You know the song, “New York, New York” that everyone is always singing when they’re going to the city? Well, that’s Frank Sinatra. And he is a legend. His noticeable voice that can be heard almost anywhere, perhaps playing subtly in the background at your favorite coffee shop or in some fancy schmancy restaurant while you’re sipping whisky, is one of the most well-known in the world.
Whatever the level of your Sinatra obsession might be, there is no denying his influence in music and movies in the early 1900s that lead to his impressionable mark as a cultural American icon. I mean, how could he not be? The guy had like, 5,000 hits (OK maybe not 5,000, but Google it; the guy had a ton)!

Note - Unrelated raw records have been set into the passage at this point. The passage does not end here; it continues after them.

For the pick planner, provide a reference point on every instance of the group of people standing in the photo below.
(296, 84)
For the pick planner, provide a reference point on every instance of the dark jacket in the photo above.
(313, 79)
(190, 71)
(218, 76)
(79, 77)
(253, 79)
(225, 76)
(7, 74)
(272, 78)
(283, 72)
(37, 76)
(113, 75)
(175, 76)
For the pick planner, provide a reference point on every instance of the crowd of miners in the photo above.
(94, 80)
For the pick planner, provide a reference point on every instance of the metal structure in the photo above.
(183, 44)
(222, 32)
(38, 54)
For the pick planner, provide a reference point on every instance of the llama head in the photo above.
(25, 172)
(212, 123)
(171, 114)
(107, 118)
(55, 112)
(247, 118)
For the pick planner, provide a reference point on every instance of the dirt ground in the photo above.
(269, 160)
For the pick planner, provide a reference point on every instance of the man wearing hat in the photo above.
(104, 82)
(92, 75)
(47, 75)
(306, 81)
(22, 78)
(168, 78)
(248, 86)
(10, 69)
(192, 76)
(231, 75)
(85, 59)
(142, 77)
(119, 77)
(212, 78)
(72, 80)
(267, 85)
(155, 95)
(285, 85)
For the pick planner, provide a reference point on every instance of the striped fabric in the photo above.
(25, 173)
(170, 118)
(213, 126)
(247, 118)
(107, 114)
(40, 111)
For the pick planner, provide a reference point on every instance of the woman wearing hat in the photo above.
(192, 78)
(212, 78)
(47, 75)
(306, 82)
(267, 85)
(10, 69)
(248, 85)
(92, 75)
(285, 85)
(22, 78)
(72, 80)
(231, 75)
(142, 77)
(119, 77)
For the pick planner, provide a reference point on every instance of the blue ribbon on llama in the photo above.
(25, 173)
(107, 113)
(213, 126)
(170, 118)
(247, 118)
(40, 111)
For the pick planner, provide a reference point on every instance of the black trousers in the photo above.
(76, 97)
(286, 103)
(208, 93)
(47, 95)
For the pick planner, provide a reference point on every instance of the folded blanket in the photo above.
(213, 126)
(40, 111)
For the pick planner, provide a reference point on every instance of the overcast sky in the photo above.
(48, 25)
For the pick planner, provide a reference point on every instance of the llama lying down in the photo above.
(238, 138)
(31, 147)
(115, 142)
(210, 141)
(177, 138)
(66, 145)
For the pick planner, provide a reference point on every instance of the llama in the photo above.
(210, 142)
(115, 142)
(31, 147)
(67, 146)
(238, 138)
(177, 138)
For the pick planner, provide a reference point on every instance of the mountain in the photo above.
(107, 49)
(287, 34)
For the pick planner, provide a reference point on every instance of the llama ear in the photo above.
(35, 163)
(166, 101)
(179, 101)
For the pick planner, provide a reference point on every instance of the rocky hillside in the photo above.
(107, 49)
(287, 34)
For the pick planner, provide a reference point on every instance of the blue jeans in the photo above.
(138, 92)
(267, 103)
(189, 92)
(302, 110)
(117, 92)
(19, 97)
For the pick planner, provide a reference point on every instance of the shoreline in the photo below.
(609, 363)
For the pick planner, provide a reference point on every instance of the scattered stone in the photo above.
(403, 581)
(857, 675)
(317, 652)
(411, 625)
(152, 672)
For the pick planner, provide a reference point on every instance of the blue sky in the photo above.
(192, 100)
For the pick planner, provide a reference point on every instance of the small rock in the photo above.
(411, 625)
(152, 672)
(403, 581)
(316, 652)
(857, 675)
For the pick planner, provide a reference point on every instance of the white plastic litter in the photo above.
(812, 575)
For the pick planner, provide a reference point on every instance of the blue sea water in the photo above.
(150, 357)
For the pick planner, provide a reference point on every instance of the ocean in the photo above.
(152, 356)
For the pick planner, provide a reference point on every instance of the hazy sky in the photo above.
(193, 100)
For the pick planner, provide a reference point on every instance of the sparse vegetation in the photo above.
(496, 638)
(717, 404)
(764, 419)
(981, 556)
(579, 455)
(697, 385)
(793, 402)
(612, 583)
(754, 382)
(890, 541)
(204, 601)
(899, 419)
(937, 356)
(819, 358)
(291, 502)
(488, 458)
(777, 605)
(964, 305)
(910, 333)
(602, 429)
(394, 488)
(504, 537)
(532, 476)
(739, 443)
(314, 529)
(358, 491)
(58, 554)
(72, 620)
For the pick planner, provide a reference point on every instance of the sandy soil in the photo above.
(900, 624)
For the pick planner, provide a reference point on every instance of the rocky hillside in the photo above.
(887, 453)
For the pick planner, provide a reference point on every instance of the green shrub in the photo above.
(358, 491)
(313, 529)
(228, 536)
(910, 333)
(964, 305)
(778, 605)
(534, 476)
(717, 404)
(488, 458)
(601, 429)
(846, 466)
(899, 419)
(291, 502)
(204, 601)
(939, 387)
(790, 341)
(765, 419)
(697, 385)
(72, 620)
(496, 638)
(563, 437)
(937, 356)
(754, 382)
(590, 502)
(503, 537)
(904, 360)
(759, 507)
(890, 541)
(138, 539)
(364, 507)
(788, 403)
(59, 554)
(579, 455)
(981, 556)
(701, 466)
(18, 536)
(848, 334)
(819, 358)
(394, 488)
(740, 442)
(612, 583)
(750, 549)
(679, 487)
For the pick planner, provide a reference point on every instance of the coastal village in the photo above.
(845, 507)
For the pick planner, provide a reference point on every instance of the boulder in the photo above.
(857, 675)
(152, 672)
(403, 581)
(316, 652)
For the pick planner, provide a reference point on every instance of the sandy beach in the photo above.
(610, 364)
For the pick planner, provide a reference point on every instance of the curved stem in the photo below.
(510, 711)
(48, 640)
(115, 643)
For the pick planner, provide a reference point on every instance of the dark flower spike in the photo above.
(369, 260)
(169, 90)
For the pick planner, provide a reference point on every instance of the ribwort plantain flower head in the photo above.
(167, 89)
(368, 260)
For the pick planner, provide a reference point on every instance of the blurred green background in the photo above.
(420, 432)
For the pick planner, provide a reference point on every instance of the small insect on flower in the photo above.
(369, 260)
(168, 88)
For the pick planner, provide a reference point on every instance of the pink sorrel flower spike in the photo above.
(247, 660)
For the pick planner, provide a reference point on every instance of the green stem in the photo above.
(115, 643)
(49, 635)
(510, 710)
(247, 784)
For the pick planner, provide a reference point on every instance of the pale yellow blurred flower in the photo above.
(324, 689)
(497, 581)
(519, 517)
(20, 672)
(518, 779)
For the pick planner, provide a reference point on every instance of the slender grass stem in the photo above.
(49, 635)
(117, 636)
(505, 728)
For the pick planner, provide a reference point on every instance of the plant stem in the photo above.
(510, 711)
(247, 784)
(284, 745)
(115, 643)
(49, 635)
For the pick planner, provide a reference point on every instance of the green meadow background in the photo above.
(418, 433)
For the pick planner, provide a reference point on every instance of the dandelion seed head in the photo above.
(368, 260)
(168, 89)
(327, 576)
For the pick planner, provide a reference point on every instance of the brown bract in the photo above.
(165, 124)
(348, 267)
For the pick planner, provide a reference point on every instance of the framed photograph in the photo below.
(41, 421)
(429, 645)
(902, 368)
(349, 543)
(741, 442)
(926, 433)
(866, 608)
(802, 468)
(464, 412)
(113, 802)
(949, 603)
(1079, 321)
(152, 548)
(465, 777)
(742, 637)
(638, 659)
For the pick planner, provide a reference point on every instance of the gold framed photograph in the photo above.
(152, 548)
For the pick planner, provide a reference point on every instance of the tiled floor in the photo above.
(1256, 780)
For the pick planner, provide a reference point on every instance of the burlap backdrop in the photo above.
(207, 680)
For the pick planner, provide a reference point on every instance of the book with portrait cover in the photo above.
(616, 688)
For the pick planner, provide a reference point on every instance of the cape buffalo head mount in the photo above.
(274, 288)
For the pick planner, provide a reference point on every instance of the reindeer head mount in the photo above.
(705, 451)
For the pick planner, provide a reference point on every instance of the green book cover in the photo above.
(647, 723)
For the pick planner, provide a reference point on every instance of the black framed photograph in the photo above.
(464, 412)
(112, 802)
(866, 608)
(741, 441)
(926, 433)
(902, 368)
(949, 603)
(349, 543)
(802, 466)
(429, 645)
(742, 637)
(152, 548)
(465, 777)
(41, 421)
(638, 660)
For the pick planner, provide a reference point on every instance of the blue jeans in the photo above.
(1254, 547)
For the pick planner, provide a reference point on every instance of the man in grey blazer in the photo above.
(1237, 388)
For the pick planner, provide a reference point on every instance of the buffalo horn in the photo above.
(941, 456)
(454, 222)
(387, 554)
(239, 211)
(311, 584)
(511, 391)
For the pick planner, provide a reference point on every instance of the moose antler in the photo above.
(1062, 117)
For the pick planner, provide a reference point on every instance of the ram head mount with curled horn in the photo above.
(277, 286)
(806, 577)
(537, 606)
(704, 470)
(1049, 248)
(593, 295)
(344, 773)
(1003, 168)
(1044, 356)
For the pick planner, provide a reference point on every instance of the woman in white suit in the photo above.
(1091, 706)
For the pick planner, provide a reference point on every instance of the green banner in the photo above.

Now in a new exhibit celebrating his legacy, The Grammy Museum in Los Angeles has collaborated with the New York Public Library for Performing Arts to feature relics taken directly from the Sinatra Estate in celebration of his longstanding legacy (he would be 100 this year). Walking through the exhibit you will see probably the classiest display I have ever seen, TVs playing his music while you observe, wait for it, A REAL LIFE bottle of whisky next to his microphone and some original PAINTINGS (yes, the guy found time to paint freaking pictures in the middle of filming movies and recording platinum records).
Sinatra: An American Icon will run through September 4th of this year at the New York Public Library for Performing Arts (at Lincoln Center) before it travels to Los Angeles Grammy Museum. I know the area can seem a bit confusing, so I would suggest entering through Amsterdam Ave. and taking the elevator to the 1st floor (right off the 66th Street 1 line).